Moskova Uluslararası Kadınlar Derneği'nin mimari yürüyüş grubuna bugün ilk kez dahil oluyorum. Bugünkü gezi, Bolşoy Tiyatrosu'nun karşısında ve Kızıl Meydan'a 3 dakikalık yürüyüş mesafesinde bulunan, zengin bir tarihe ve mimariye sahip Metropol Otel'e yapılacak.  Lobide buluştuktan sonra bir otelde görevli bir bayanın rehberlik yapmasıyla başlıyoruz bir devrin şahidini tanımaya. Avrupa seviyesinde bir otel yapılması amacıyla, genç ve yetenekli mimarlar ve sanatçıların bir araya gelmesi ile inşa edilmiş ve 1901'de açılmış. O dönemde Metropol otelin dışındaki otellerde asansör, sıcak su, buzdolabı, telefon yokmuş. Eee artık düşünün Metropol'un havasını.

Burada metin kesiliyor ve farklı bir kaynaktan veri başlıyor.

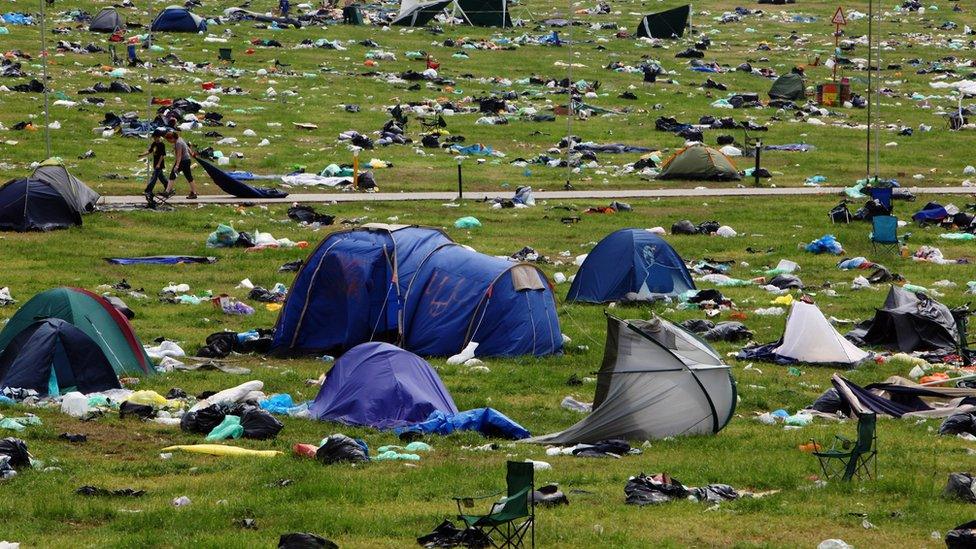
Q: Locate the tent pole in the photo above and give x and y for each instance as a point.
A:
(569, 94)
(867, 174)
(47, 85)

1917'de bolşevik hükümet St. Petersburg'dan Moskova'ya taşınmış ve  otel,  Merkez Yürütme Komitesi'nin ikamet ve çalışma adresi olmuş. 1930'larda otel kimliğine geri dönmüş ve yabacı konukların (onları etkileyebilmek adına) burada kalmaları sağlanmış. İkinci Dünya Savaşı sırasında ise muhabirler için bir basın merkezine dönüşmüş. 1950'lerin ortasında ise otelde çok sayıda yabancı turist kalmış ve sıradan Rus vatandaşlarının otelde kalmasına izin verilmemiş. Ne otelmiş be. Şimdiki genç kızların Reina'ya gitme hevesi gibi heves vardır Allah bilir o zamanki genç kızlarda da.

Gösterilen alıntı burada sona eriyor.